The US Supreme Court has ruled that naturally occurring genes are not patentable. Welcome though this decision is, it is not the end of the matter because the Court also held that manipulating genes to create something not found in nature is an invention that is eligible for patent protection [3]. Courts in the US and other countries are going to have to decide how much change in a gene is necessary before it counts as different from the natural form. They are also going to have to decide whether the change involves an inventive step or is merely the carrying out of a routine procedure in the way that anyone ‘skilled in the art’ would have done.

Patenting is not a basic human right but a legal device most societies have chosen to encourage innovation by giving innovators temporary monopolies on their inventions. What is patentable varies from country to country and changes in time in response to the needs of society and lobbying by corporations, and there are bound to be disagreements about where the border lies between what is eligible for a patent and what is not (see [6] End of Drug Monopolies and Mega-profits? SiS 58). In ruling on such issues, courts should ask whether to allow a patent on this and similar innovations would be in the best interests of society, for that is what patenting is meant to promote.

The cases of Myriad Inc and MERS clearly demonstrate that to allow patenting of genes would hinder rather than encourage both scientific research and the development of innovations such as new tests and vaccines, and worse, obstruct prompt diagnoses that could save lives.

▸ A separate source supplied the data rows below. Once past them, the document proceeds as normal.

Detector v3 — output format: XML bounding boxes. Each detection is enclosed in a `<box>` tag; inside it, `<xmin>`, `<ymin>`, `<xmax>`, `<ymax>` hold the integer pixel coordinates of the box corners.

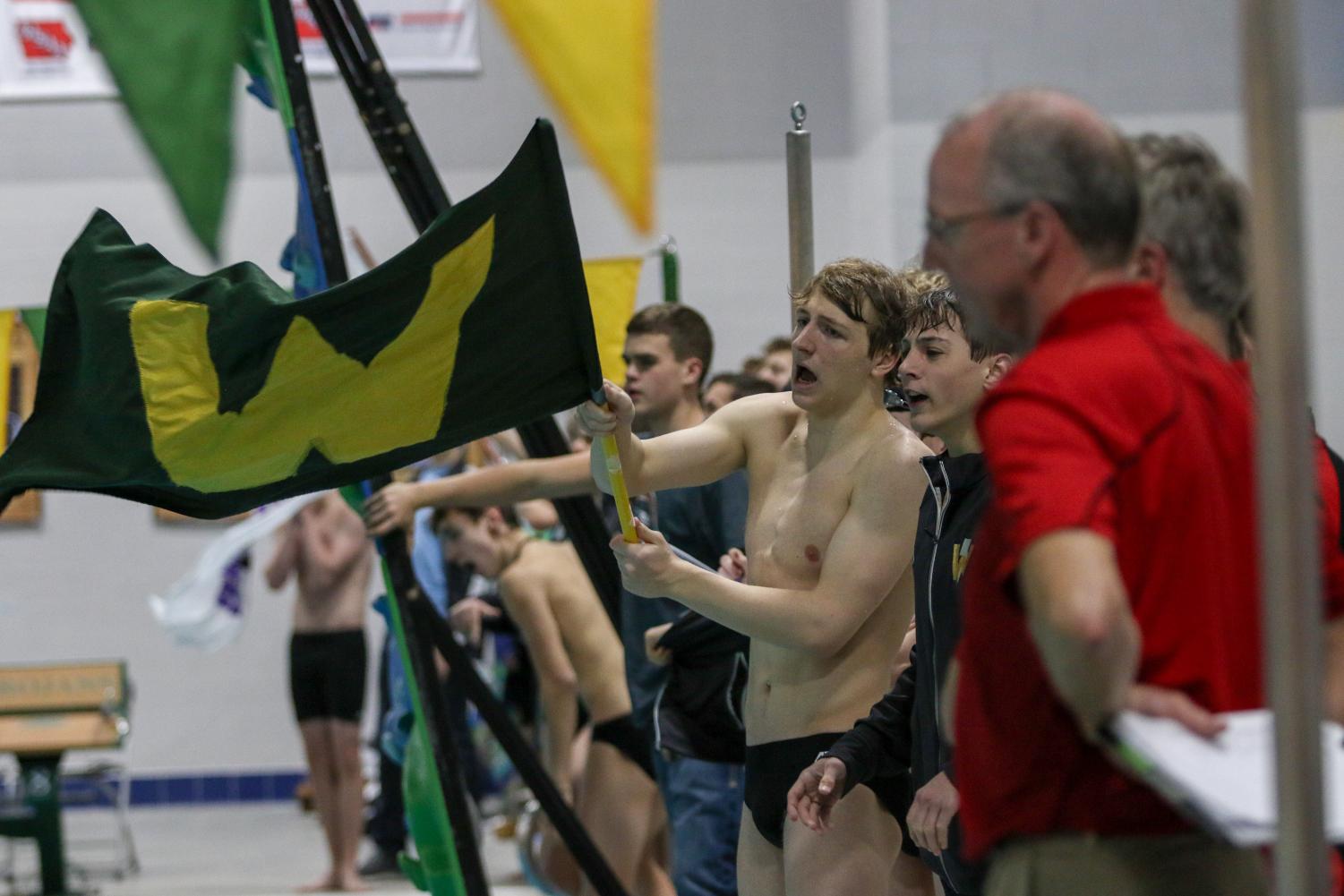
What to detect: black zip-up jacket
<box><xmin>653</xmin><ymin>610</ymin><xmax>750</xmax><ymax>764</ymax></box>
<box><xmin>828</xmin><ymin>454</ymin><xmax>989</xmax><ymax>893</ymax></box>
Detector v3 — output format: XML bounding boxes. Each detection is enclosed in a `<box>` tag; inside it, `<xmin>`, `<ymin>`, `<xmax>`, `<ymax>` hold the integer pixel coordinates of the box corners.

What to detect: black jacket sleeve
<box><xmin>826</xmin><ymin>646</ymin><xmax>918</xmax><ymax>794</ymax></box>
<box><xmin>657</xmin><ymin>610</ymin><xmax>750</xmax><ymax>655</ymax></box>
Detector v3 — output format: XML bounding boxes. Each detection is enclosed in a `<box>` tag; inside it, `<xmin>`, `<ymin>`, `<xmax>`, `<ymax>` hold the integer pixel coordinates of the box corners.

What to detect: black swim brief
<box><xmin>593</xmin><ymin>714</ymin><xmax>657</xmax><ymax>781</ymax></box>
<box><xmin>289</xmin><ymin>628</ymin><xmax>368</xmax><ymax>724</ymax></box>
<box><xmin>743</xmin><ymin>733</ymin><xmax>910</xmax><ymax>849</ymax></box>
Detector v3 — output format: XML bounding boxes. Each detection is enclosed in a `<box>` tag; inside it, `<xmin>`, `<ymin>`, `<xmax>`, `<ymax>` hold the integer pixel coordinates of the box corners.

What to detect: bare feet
<box><xmin>295</xmin><ymin>872</ymin><xmax>340</xmax><ymax>893</ymax></box>
<box><xmin>295</xmin><ymin>870</ymin><xmax>370</xmax><ymax>893</ymax></box>
<box><xmin>336</xmin><ymin>869</ymin><xmax>370</xmax><ymax>893</ymax></box>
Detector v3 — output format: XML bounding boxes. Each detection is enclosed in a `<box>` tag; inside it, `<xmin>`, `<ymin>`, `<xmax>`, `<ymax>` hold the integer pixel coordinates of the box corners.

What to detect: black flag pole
<box><xmin>299</xmin><ymin>0</ymin><xmax>626</xmax><ymax>896</ymax></box>
<box><xmin>270</xmin><ymin>0</ymin><xmax>489</xmax><ymax>896</ymax></box>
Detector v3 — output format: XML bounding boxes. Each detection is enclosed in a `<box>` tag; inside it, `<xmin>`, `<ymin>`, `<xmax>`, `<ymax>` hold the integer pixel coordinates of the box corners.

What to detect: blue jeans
<box><xmin>653</xmin><ymin>754</ymin><xmax>742</xmax><ymax>896</ymax></box>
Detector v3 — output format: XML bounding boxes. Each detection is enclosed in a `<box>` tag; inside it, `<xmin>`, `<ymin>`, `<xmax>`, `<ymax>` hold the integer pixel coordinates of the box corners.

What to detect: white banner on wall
<box><xmin>0</xmin><ymin>0</ymin><xmax>481</xmax><ymax>101</ymax></box>
<box><xmin>0</xmin><ymin>0</ymin><xmax>117</xmax><ymax>99</ymax></box>
<box><xmin>295</xmin><ymin>0</ymin><xmax>481</xmax><ymax>75</ymax></box>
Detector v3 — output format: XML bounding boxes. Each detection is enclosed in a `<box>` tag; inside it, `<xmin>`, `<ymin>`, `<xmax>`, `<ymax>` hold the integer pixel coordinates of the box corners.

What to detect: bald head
<box><xmin>939</xmin><ymin>90</ymin><xmax>1140</xmax><ymax>268</ymax></box>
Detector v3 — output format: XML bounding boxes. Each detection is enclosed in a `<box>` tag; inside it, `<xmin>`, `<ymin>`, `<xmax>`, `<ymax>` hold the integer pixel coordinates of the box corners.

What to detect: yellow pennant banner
<box><xmin>492</xmin><ymin>0</ymin><xmax>655</xmax><ymax>234</ymax></box>
<box><xmin>0</xmin><ymin>311</ymin><xmax>19</xmax><ymax>451</ymax></box>
<box><xmin>583</xmin><ymin>257</ymin><xmax>644</xmax><ymax>386</ymax></box>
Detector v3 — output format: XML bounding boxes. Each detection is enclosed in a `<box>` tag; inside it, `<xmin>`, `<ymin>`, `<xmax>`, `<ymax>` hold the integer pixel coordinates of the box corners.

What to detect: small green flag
<box><xmin>0</xmin><ymin>121</ymin><xmax>601</xmax><ymax>518</ymax></box>
<box><xmin>75</xmin><ymin>0</ymin><xmax>261</xmax><ymax>255</ymax></box>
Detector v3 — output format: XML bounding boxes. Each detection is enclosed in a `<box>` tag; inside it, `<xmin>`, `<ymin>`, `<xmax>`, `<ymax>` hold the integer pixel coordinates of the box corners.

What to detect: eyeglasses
<box><xmin>925</xmin><ymin>203</ymin><xmax>1025</xmax><ymax>243</ymax></box>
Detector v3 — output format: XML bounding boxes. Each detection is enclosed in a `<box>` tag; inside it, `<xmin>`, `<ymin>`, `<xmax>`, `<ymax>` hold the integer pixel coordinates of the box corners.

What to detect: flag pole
<box><xmin>658</xmin><ymin>234</ymin><xmax>681</xmax><ymax>305</ymax></box>
<box><xmin>783</xmin><ymin>102</ymin><xmax>815</xmax><ymax>299</ymax></box>
<box><xmin>1240</xmin><ymin>0</ymin><xmax>1329</xmax><ymax>896</ymax></box>
<box><xmin>308</xmin><ymin>0</ymin><xmax>626</xmax><ymax>896</ymax></box>
<box><xmin>261</xmin><ymin>0</ymin><xmax>489</xmax><ymax>896</ymax></box>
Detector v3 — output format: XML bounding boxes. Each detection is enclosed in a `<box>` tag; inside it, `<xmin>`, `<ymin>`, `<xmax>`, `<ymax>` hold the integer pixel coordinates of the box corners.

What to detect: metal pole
<box><xmin>783</xmin><ymin>102</ymin><xmax>815</xmax><ymax>298</ymax></box>
<box><xmin>658</xmin><ymin>235</ymin><xmax>681</xmax><ymax>305</ymax></box>
<box><xmin>1242</xmin><ymin>0</ymin><xmax>1329</xmax><ymax>896</ymax></box>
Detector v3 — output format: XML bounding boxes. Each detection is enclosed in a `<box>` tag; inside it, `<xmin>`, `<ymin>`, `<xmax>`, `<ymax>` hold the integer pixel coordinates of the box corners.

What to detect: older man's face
<box><xmin>923</xmin><ymin>132</ymin><xmax>1027</xmax><ymax>336</ymax></box>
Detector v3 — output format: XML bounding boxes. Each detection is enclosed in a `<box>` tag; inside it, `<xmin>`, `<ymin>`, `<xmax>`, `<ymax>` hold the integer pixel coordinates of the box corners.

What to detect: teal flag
<box><xmin>0</xmin><ymin>121</ymin><xmax>601</xmax><ymax>518</ymax></box>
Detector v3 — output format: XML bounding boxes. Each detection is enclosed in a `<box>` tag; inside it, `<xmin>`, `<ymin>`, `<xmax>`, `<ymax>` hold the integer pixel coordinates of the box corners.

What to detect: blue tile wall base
<box><xmin>0</xmin><ymin>771</ymin><xmax>308</xmax><ymax>808</ymax></box>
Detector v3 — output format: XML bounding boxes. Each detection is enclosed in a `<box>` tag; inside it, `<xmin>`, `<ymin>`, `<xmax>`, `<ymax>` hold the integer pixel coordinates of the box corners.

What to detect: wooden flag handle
<box><xmin>593</xmin><ymin>388</ymin><xmax>639</xmax><ymax>544</ymax></box>
<box><xmin>602</xmin><ymin>434</ymin><xmax>639</xmax><ymax>544</ymax></box>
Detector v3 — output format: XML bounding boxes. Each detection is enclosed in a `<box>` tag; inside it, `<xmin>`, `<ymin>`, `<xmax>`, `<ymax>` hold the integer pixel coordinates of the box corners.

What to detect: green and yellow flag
<box><xmin>0</xmin><ymin>121</ymin><xmax>601</xmax><ymax>518</ymax></box>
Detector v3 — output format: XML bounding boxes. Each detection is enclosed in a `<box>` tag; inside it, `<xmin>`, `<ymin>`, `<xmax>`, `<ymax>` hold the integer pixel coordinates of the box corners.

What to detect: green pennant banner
<box><xmin>0</xmin><ymin>121</ymin><xmax>601</xmax><ymax>518</ymax></box>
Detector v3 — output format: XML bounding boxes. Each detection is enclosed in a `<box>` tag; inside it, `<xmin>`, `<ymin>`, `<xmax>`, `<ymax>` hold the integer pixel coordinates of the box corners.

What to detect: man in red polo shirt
<box><xmin>925</xmin><ymin>91</ymin><xmax>1264</xmax><ymax>896</ymax></box>
<box><xmin>1129</xmin><ymin>133</ymin><xmax>1344</xmax><ymax>721</ymax></box>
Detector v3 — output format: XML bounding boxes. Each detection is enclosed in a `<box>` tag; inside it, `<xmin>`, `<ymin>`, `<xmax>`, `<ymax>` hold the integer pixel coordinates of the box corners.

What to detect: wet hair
<box><xmin>1129</xmin><ymin>133</ymin><xmax>1250</xmax><ymax>334</ymax></box>
<box><xmin>906</xmin><ymin>286</ymin><xmax>1014</xmax><ymax>362</ymax></box>
<box><xmin>429</xmin><ymin>507</ymin><xmax>518</xmax><ymax>532</ymax></box>
<box><xmin>706</xmin><ymin>373</ymin><xmax>775</xmax><ymax>402</ymax></box>
<box><xmin>625</xmin><ymin>303</ymin><xmax>714</xmax><ymax>386</ymax></box>
<box><xmin>791</xmin><ymin>258</ymin><xmax>925</xmax><ymax>357</ymax></box>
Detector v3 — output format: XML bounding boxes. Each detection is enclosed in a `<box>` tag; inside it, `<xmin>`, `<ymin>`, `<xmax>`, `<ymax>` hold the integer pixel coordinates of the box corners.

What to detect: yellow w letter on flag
<box><xmin>131</xmin><ymin>218</ymin><xmax>494</xmax><ymax>491</ymax></box>
<box><xmin>0</xmin><ymin>123</ymin><xmax>602</xmax><ymax>518</ymax></box>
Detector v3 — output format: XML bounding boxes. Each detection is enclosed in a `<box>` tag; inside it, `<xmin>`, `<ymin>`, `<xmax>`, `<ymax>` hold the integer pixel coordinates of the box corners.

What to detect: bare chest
<box><xmin>748</xmin><ymin>451</ymin><xmax>852</xmax><ymax>587</ymax></box>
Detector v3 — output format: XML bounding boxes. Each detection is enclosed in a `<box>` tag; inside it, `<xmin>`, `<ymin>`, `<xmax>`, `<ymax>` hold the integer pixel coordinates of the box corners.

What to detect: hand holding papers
<box><xmin>1111</xmin><ymin>709</ymin><xmax>1344</xmax><ymax>846</ymax></box>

Editor’s addition — PBS Newshour Video:

//www.youtube.com/embed/yNx-BhgE5oo

Jeffrey Brown gets details from National Law Journal’s Marcia Coyle, plus
viewpoints from Ellen Matloff of Yale Cancer Center, a plaintiff in the case,
and Kevin Noonan, an intellectual property attorney.

References:

  1. Ho MW. Why biotech patents are patently absurd. Journal of Intellectual Property Rights 2002, 7, 151-165.
  2. “What happened when I had my genome sequenced.” Carole Cadwalladr. The Observer, 9 June 2013. https://www.guardian.co.uk/science/2013/jun/08/genome-sequenced?INTCMP=SRCH
  3. “Justices, 9-0, bar patenting human genes.” Adam Liptak, New York Times, 13 June 2013. https://www.nytimes.com/2013/06/14/us/supreme-court-rules-human-genes-may-not-be-patented.html?_r=0
  4. “As outbreak continues, confusion reigns over virus patents.” Kai Kupferschmidt. Science Insider, 28 May 2013, https://news.sciencemag.org/scienceinsider/2013/05/as-outbreak-continues-confusion-.html 24/06/13
  5. “Who owns medical research?” David Foster, Inside Story (Al Jazeera). Broadcast 20 June, 2013. https://www.aljazeera.com/programmes/insidestory/2013/06/2013621103641903601.html 24/06/13
  6. Saunders PT. End of drug monopolies and mega-profits? Science in Society 58 2013 2-4.